Claude Bilodeau était l'époux de Denyse Gauthier et père de Sylvie, Chantal et Michel. Il était aussi le grand-père de six petits-enfants.

La vie a voulu que monsieur Bilodeau soit appelé à se détacher. Les cinq dernières années de sa vie, l'emphysème faisant des ravages dans son corps, il avait dû limiter son champ d'action.

Malgré toutes ses limites, il gardait une grande capacité d'accueil et de convivialité.

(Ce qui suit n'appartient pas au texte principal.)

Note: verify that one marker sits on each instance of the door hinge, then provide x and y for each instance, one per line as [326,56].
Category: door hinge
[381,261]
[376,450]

Homme de courage devant la mort, il disait : « Je n'ai pas peur de mourir. Je sais où je m'en vais. Le Christ m'accueillera. » Il ne jouait pas de jeu. Cette sérénité, cette assurance quant à sa destinée éternelle, c'est un héritage inestimable qu'il lègue à tous ses descendants et à la société.

Pour la marque inestimable que Claude Bilodeau a laissé au sein de son milieu familial et professionnel, pour sa ténacité, son intégrité, son courage, son dévouement, son amour de la vie et pour son engagement l'Association des Bilodeau est très honorée de l'introniser au Cercle des Grands Bilodeau.